Our primary analysis focused on variants common across ancestries, but we also conducted a secondary analysis on ancestry-specific variants. We identified 144, 181, and 319 genetic variants associated at genome-wide significance with ALT, AST, or ALP, respectively, in UKBB but not in the meta-analysis (Supplementary Data 57). There were also two and five genetic variants associated with ALT and AST at genome-wide significant levels, respectively, in BBJ but not the meta-analysis (Supplementary Tables 67); there were no genome-wide significant BBJ-specific ALP genetic variants. UKBB-specific variants included exonic variants in SERPINA1 (Supplementary Data 7) and HFE (Supplementary Data 5) responsible for the alpha-1 antitrypsin Z phenotype and hereditary hemochromatosis, respectively19,20, with a disease causing allele frequency of 0.02 and 0.08, respectively, in UKBB and are not present (monomorphic for the major allele) in BBJ, highlighting one reason certain liver diseases are more prevalent in certain populations. Other reasons for some genetic variants not being present in BBJ include lower sample size or poor genotyping or imputation quality. 71% of associations for ALT, 81% of associations for AST, and 70% of associations for ALP in BBJ are directionally consistent with effects in UKBB when effects in both are seen suggesting that 32, 59, and 54 of these associations are likely to represent true associations for these traits (sign test p < 0.0004).

We found overall congruency of effect of most the alleles in men and women with most not having significant p values for heterogeneity across sexes in UKBB. We identified 7 ALT, 5 AST, and 8 ALP alleles with Bonferroni-adjusted significant heterogeneity of effect between men and women (Supplementary Tables 810) and report the effects in men and women separately for these. None of these alleles had opposite directions of effect in men and in women, and only three variants were significantly associated with a liver enzyme in one sex but not the other (Supplementary Table 9).

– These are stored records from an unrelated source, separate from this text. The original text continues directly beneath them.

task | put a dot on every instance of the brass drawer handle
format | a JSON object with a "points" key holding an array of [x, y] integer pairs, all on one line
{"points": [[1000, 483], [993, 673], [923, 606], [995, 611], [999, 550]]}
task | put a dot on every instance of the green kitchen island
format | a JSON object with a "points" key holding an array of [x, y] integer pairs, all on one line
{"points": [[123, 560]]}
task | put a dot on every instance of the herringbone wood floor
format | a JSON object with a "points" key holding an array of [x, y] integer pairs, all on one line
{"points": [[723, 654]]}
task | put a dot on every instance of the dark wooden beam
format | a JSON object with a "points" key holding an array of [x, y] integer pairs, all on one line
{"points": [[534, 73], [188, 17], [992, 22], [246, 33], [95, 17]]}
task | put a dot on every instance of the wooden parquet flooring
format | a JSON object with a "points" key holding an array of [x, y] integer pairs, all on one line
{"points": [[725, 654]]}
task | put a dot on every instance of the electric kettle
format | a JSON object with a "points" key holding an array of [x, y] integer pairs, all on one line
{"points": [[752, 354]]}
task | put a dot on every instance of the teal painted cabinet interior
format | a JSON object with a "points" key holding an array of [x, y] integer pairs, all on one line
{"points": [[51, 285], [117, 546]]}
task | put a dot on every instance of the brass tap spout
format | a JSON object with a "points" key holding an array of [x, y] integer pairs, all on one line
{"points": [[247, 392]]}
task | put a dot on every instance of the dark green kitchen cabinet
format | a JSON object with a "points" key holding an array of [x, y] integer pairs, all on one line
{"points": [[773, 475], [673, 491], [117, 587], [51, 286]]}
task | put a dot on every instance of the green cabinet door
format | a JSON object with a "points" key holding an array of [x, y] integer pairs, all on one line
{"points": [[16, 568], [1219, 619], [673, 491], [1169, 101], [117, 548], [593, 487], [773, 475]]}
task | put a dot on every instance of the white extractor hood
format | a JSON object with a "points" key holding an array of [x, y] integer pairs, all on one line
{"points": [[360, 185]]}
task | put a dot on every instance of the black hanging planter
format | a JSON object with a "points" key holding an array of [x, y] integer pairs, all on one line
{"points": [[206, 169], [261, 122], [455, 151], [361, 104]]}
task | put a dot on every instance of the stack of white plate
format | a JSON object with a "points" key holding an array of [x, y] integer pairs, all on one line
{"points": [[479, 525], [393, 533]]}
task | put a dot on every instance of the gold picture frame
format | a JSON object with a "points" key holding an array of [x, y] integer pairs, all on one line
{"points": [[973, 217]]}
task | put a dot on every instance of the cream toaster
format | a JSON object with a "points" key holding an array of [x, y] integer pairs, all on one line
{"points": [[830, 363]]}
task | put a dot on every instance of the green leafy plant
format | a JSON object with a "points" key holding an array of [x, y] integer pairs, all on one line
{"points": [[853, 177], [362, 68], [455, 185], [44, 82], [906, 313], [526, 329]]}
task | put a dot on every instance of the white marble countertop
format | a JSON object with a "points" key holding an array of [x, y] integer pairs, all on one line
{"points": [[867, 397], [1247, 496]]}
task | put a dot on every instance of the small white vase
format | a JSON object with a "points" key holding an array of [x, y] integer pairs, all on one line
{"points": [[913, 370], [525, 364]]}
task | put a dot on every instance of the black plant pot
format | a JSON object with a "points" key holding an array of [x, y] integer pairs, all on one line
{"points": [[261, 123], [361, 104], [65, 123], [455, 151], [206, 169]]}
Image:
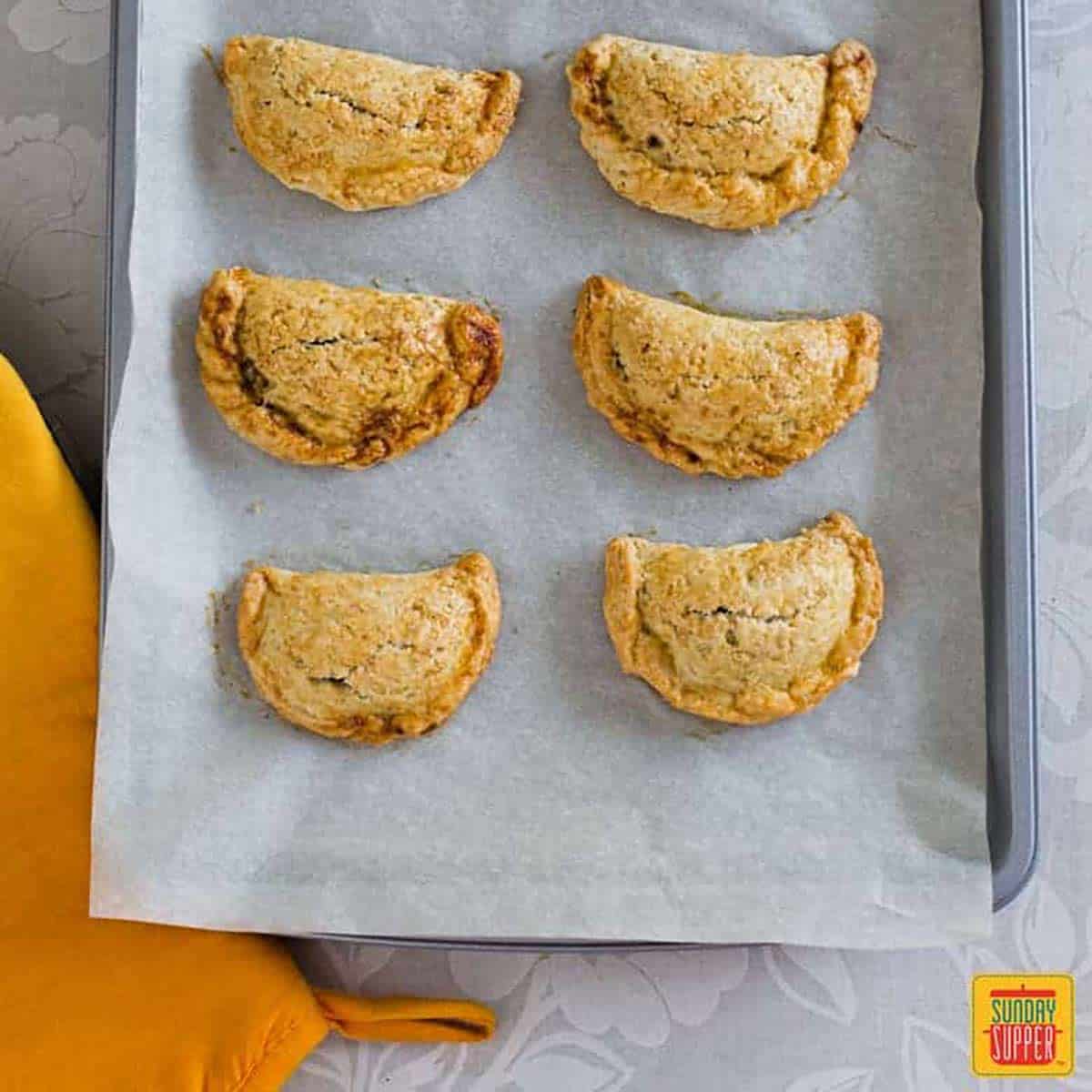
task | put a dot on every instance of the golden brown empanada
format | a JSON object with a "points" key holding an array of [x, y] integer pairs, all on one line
{"points": [[316, 374], [363, 130], [751, 632], [727, 140], [709, 393], [369, 658]]}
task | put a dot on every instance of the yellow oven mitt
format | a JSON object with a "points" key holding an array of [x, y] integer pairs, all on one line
{"points": [[103, 1006]]}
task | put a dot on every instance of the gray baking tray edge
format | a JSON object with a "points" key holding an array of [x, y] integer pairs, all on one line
{"points": [[1009, 527]]}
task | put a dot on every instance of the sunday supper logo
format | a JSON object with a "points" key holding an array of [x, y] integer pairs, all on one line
{"points": [[1022, 1026]]}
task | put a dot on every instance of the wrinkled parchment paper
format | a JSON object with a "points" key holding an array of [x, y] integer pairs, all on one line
{"points": [[563, 800]]}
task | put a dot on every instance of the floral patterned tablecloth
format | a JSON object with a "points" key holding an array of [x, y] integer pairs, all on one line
{"points": [[767, 1019]]}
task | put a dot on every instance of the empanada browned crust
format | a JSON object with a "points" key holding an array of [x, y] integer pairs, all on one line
{"points": [[726, 140], [709, 393], [745, 633], [369, 658], [321, 375], [361, 130]]}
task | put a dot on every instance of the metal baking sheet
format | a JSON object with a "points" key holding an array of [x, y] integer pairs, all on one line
{"points": [[1008, 562]]}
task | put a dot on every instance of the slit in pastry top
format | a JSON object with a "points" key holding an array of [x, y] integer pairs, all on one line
{"points": [[726, 140], [321, 375], [369, 658], [363, 130], [751, 632], [711, 393]]}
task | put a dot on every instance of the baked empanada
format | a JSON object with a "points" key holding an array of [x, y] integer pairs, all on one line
{"points": [[369, 658], [316, 374], [714, 394], [363, 130], [745, 633], [726, 140]]}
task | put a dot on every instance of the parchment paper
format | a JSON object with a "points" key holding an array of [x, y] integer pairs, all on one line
{"points": [[563, 800]]}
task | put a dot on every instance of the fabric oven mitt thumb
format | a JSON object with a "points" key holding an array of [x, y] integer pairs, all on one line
{"points": [[96, 1005]]}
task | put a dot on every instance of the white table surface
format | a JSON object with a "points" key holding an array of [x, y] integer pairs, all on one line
{"points": [[767, 1019]]}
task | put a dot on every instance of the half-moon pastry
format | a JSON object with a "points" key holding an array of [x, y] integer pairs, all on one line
{"points": [[316, 374], [709, 393], [726, 140], [751, 632], [363, 130], [369, 658]]}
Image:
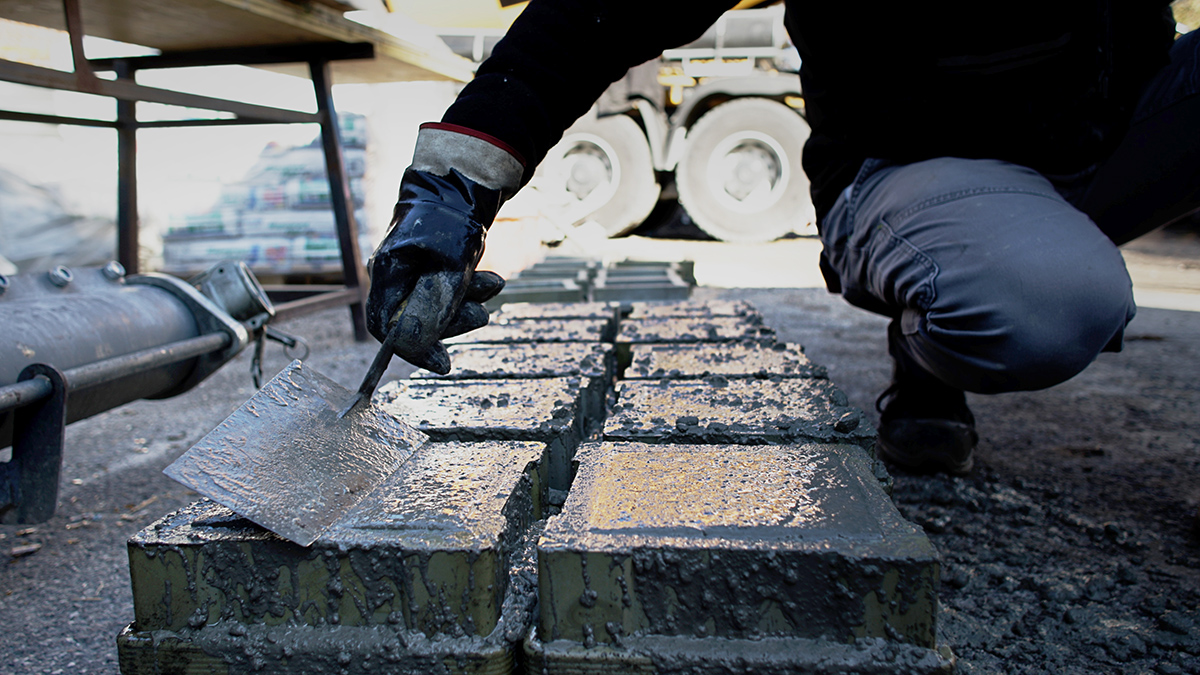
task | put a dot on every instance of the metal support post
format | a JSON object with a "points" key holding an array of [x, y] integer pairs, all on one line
{"points": [[31, 477], [126, 175], [354, 273]]}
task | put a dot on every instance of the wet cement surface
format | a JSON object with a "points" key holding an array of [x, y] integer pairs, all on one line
{"points": [[1071, 549], [739, 359], [289, 460]]}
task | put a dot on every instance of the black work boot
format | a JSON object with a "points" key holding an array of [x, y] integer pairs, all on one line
{"points": [[924, 424]]}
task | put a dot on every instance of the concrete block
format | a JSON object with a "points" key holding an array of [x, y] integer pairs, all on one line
{"points": [[693, 329], [557, 330], [736, 359], [519, 311], [693, 308], [550, 411], [640, 284], [721, 410], [672, 559], [526, 359], [595, 363], [539, 291], [419, 568]]}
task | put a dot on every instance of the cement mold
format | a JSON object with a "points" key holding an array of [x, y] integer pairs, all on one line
{"points": [[527, 360], [550, 330], [694, 329], [250, 461], [540, 311], [711, 543], [691, 309], [552, 411], [739, 359], [594, 362], [424, 559], [725, 410]]}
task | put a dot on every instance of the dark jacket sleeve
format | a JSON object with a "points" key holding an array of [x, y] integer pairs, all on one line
{"points": [[558, 58]]}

Gene, pathway, and tissue analyses

We used DEPICT21, a program that uses GWAS-prioritized genes and gene co-expression patterns across cells and tissues, to identify tissues, pathways, and genes (using an FDR < 0.05) that are enriched for associations with a trait (Fig. 3; Supplementary Data 813). For ALT, AST, and ALP-prioritized genes, liver was consistently the most enriched tissue. In addition to liver, ALT-prioritized genes were enriched in small intestine, pancreas, adrenal, and adnexa (Fig. 3A, Supplementary Data 8), while AST-prioritized genes were enriched in hematopoietic cells and spleen, joints, adrenal glands, and blood vessels (Fig. 3A, Supplementary Data 9). ALP-prioritized genes were enriched in the entire gastrointestinal tract and pancreas, adrenal glands, and primary and secondary sexual organs (Fig. 3A; Supplementary Data 10). The union of the gene sets enriched among ALT-, AST-, and ALP-increasing alleles included pathways related to metabolism of lipids/lipoproteins, carbohydrates, retinol, and arachidonic acid, as well as PPARA activation, retinoid X receptor, cytochrome P450, and complement/coagulation cascades (Fig. 3B; Supplementary Data 1113). AST-specific gene sets included inflammatory gene biology: NOD-like, Toll-like and chemokine receptor signaling, NFkB signaling, JAK-STAT signaling, and B cell biology (Fig. 3B; Supplementary Data 12). ALP-specific gene sets included different aspects of metabolism such as sex hormone activity/metabolism, cholesterol absorption, and glycerolipid metabolism (Fig. 3B), and ALT-specific gene sets included ABC transporters, metal ion SLC transporters, and hydrolase activity (Supplementary Data 11).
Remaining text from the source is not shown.